Avec des groupes comme Esoteric ou des courants comme le sludge, on pourrait croire que le doom est une affaire de gros dégueulasses, bière-devant gerbe-derrière. Des fangeux, des bouseux à la Délivrance, biberonnés au Jack Daniel’s et qui ont l’œil vitreux de celui qui a été fini à l’encre jaune. Au mieux, des gentils nigauds, au pire, des loques qui tiennent plus du Grand Ancien que de l’humanoïde. Mais le doom, fort heureusement, peut aussi s’apprécier en costume dandy avec un Lagavulin à la main.
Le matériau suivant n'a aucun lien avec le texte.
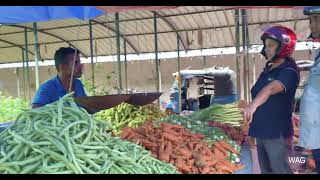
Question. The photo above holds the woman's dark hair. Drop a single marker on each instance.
(60, 56)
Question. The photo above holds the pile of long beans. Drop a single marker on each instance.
(10, 107)
(61, 138)
(228, 113)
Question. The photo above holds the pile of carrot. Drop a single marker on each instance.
(188, 152)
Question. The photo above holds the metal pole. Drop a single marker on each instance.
(18, 82)
(36, 53)
(158, 74)
(49, 72)
(125, 64)
(237, 33)
(244, 39)
(91, 52)
(27, 61)
(204, 61)
(118, 51)
(23, 75)
(179, 76)
(248, 57)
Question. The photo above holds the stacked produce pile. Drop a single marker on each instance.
(126, 115)
(60, 138)
(228, 114)
(310, 163)
(237, 134)
(212, 134)
(175, 144)
(10, 108)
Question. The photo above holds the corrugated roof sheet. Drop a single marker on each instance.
(198, 26)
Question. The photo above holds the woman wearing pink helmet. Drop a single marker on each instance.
(269, 114)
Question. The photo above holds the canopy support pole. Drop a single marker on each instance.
(248, 57)
(237, 33)
(23, 75)
(245, 58)
(27, 62)
(118, 51)
(204, 62)
(125, 64)
(179, 76)
(91, 53)
(158, 73)
(36, 54)
(18, 82)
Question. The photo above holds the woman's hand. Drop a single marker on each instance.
(248, 112)
(252, 142)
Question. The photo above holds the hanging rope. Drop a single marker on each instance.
(74, 59)
(115, 83)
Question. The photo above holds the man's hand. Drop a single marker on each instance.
(248, 112)
(252, 142)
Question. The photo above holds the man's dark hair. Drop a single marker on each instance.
(60, 56)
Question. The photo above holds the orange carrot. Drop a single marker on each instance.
(224, 169)
(212, 162)
(221, 148)
(200, 136)
(185, 152)
(197, 147)
(228, 147)
(218, 154)
(170, 137)
(205, 170)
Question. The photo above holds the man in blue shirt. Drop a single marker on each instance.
(269, 113)
(50, 91)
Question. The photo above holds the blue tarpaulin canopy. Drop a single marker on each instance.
(30, 14)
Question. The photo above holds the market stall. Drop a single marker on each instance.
(126, 136)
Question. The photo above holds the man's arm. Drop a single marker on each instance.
(42, 96)
(285, 81)
(36, 106)
(272, 88)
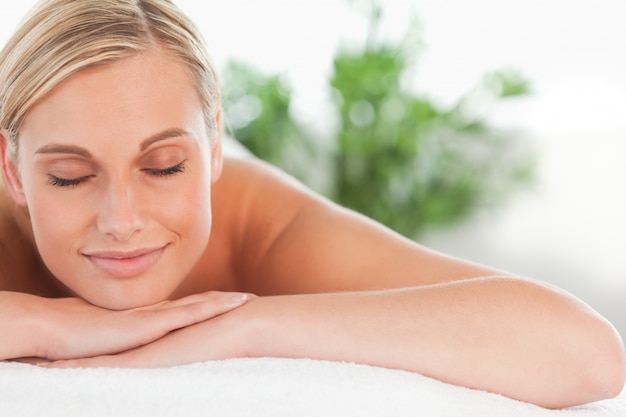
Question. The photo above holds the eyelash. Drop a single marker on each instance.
(74, 182)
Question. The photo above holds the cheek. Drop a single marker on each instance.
(58, 228)
(188, 213)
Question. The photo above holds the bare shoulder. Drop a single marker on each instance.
(288, 239)
(20, 267)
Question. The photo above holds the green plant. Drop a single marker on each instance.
(397, 157)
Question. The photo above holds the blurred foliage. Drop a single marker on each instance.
(397, 156)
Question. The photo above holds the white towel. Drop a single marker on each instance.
(257, 387)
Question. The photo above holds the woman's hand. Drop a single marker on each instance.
(71, 328)
(227, 336)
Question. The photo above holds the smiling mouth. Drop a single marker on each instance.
(126, 265)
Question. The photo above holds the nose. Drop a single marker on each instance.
(119, 214)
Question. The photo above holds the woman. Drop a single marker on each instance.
(111, 147)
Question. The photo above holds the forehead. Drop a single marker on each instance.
(129, 98)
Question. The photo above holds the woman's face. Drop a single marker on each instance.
(115, 167)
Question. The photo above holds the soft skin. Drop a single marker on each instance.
(332, 284)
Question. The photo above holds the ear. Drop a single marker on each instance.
(217, 158)
(9, 172)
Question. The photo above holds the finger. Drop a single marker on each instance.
(234, 298)
(159, 322)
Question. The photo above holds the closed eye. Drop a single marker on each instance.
(67, 182)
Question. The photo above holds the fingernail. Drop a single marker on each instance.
(238, 298)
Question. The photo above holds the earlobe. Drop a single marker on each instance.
(10, 174)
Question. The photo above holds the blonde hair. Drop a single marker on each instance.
(60, 37)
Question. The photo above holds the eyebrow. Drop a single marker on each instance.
(145, 144)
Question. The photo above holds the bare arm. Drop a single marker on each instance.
(365, 294)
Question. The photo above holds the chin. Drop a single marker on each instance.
(125, 301)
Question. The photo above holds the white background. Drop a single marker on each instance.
(570, 228)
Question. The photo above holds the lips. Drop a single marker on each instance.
(126, 264)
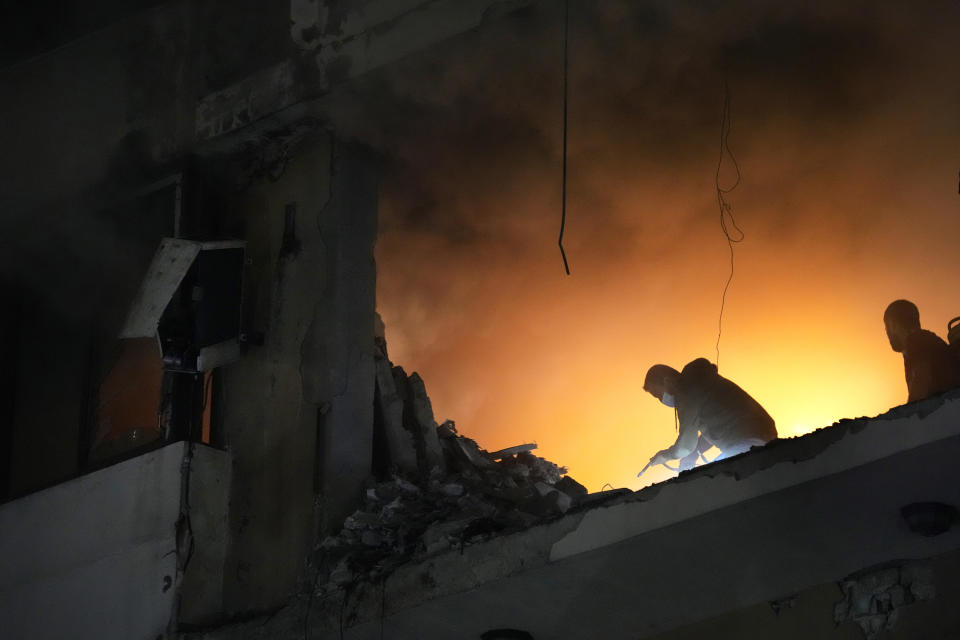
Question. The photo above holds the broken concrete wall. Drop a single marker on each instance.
(811, 612)
(298, 410)
(85, 127)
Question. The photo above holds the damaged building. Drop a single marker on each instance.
(203, 436)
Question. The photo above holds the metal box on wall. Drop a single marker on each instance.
(190, 300)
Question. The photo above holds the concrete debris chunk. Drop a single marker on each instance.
(874, 598)
(418, 421)
(389, 414)
(511, 451)
(571, 487)
(440, 491)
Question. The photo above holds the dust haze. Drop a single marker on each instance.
(845, 123)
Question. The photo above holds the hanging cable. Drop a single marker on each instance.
(728, 224)
(563, 188)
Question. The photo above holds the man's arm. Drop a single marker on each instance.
(685, 444)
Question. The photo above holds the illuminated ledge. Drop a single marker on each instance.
(779, 465)
(97, 556)
(767, 524)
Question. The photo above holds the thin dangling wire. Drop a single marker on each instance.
(726, 210)
(563, 189)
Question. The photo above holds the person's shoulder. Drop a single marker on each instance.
(699, 367)
(925, 340)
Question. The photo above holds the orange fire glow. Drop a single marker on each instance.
(848, 202)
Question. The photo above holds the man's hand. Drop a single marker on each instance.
(661, 458)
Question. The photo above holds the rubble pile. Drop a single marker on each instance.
(438, 489)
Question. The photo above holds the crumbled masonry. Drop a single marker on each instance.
(452, 495)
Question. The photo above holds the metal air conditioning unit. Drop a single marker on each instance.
(190, 300)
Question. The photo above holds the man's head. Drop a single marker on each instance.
(901, 319)
(662, 379)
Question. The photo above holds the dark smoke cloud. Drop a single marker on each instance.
(845, 126)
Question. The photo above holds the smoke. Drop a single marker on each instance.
(845, 127)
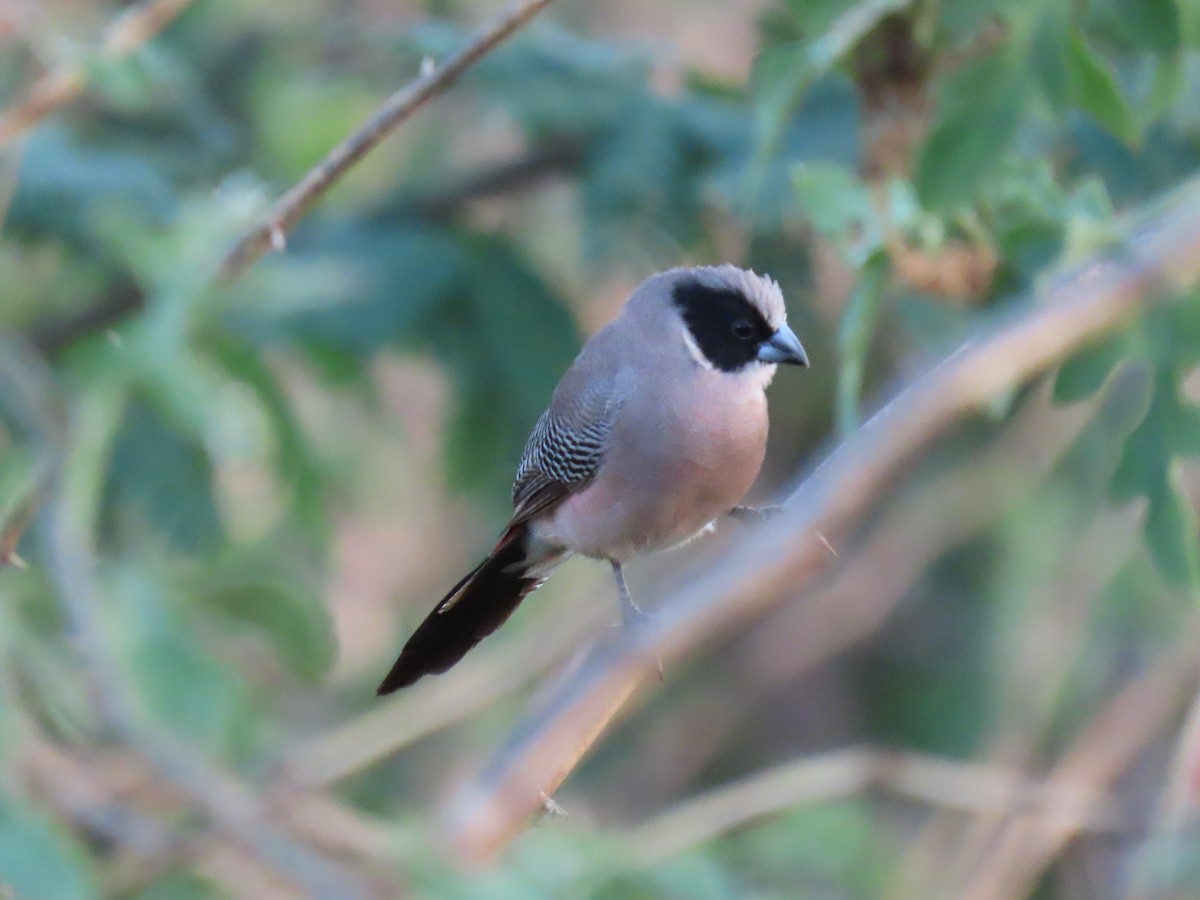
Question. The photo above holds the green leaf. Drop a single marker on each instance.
(297, 465)
(1084, 373)
(833, 198)
(1171, 533)
(179, 685)
(855, 337)
(783, 75)
(1050, 57)
(261, 586)
(161, 484)
(982, 111)
(39, 861)
(1153, 24)
(502, 384)
(1098, 93)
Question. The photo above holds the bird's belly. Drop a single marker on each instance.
(664, 486)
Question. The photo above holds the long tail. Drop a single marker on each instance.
(474, 609)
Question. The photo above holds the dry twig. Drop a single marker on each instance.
(54, 90)
(399, 107)
(1163, 252)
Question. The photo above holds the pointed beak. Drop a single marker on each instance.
(784, 347)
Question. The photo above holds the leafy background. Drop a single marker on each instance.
(281, 474)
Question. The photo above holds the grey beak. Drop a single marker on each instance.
(784, 347)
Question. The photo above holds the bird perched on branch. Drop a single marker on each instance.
(658, 429)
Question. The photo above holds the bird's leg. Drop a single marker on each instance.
(631, 615)
(755, 515)
(630, 612)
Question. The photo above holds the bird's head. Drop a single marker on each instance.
(732, 318)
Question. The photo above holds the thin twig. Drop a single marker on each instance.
(399, 107)
(54, 90)
(955, 785)
(1163, 252)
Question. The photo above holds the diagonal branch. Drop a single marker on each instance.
(1162, 253)
(292, 207)
(54, 90)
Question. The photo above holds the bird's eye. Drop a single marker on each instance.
(743, 330)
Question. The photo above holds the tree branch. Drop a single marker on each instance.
(1162, 253)
(54, 90)
(395, 111)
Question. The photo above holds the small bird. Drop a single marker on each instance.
(657, 430)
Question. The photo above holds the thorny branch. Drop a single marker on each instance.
(395, 111)
(1161, 255)
(54, 90)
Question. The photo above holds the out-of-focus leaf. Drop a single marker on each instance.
(1050, 57)
(1153, 24)
(1085, 372)
(178, 886)
(783, 75)
(855, 339)
(982, 109)
(265, 589)
(642, 184)
(160, 485)
(180, 687)
(393, 276)
(507, 341)
(298, 467)
(834, 199)
(65, 186)
(1098, 93)
(1171, 533)
(1170, 429)
(39, 861)
(555, 82)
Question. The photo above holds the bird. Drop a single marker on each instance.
(657, 430)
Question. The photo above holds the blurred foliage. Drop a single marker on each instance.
(941, 160)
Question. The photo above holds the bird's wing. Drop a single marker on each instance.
(568, 443)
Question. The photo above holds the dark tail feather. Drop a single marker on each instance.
(474, 609)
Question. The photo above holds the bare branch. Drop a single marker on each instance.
(54, 90)
(1163, 252)
(395, 111)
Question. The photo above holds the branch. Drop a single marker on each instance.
(395, 111)
(1163, 252)
(54, 90)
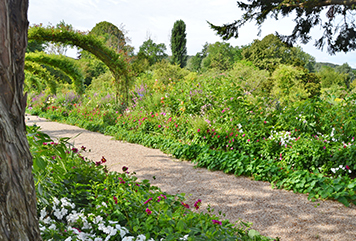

Et ça, les Anglais distingués de 40 Watt Sun l’ont bien compris.
Rien de sale, en effet, dans les cinq longues pièces de The Inside Room. Une guitare distordue, oui, mais ample, aérée, destinée à prendre le large plutôt qu’à croupir sous terre. Une batterie éléphantesque, évidemment, limitée à du 40 BPM, mais qui ne s’abat pas sur l’auditeur comme autant de coups de massue ; en retrait, elle agit ici, au contraire, comme un repère, soutien, presqu’une respiration à suivre pour mieux rentrer dans le bain. Et puis il y a la voix. À mille lieues des éructations des doomeux les plus énervés, bien loin des lamentations monocordes et hyper-testiculaires des plus dépressifs, le chant de Patrick Walker est peut-être le seul, dans ce style, qui parvienne à être réellement touchant. Sans affect – ou alors c’est un très grand acteur – plein de tristesse non feinte mais sans jamais sombrer dans l’apitoiement, et avec un timbre arrache-cœur qui sonne comme une rencontre entre Eddie Vedder et Michael Stipe – et là si vous êtes normalement constitués vous devriez avoir les yeux qui brillent – il est la grande force du groupe, bien content d’être tombé sur un joyau pareil et qui ne se gêne pas pour le placer au centre de toutes ses compositions.
Et ces compos, justement, ont de la gueule. Elles ont beau toutes tourner en boucle sur maximum deux riffs, ces derniers sont si judicieusement choisis qu’on n’a aucun mal à se laisser porter. Ils parviennent, malgré leur puissance à en devenir presque berçants, tant ils mettent de côté l’agressivité et la rancœur pour se concentrer sur la mélancolie, celle des déçus qui attendent une nouvelle heure, qui ne se laisseront pas pourrir comme ça, ils le savent, mais d’ici là, ils peuvent se permettre de pleurer dans leur veste en accompagnant le geste d’un bon scotch. Si cet état d’esprit vous est familier, alors, il ne faudra pas plus de 30 secondes à "Restless" pour vous mettre à genoux. L’entrée est implacable, le riff plante le décor instantanément et il ne suffit plus qu’à Walker de poser sa voix vibrante pour vous embarquer, et ne plus vous lâcher. On pourra toujours trouver "Between Times" un peu en dessous, la faute à des riffs moins percutant, ou que "This Alone", en bout de course, traîne peu en longueur, mais ces quelques moments creux sont compensés par des petites tueries comme "Carry Me Home", bijou de chagrin qui nous laisse, malgré tout, le cœur un peu lourd. Mais bon, c’est du doom, c’est aussi fait pour ça quand même.
Une excellente surprise. Un chanteur remarquable. Un sens du riff qui prend au cœur. Les amateurs d’expériences extrêmes vont râler devant cet étalage de tristesse classieuse et retourner bien vite à leur funeral doom, mais tant pis pour eux : les sentiments noirs peuvent s’exprimer autrement que par la laideur. Et quand c’est aussi bien fait, il est conseillé d’en profiter.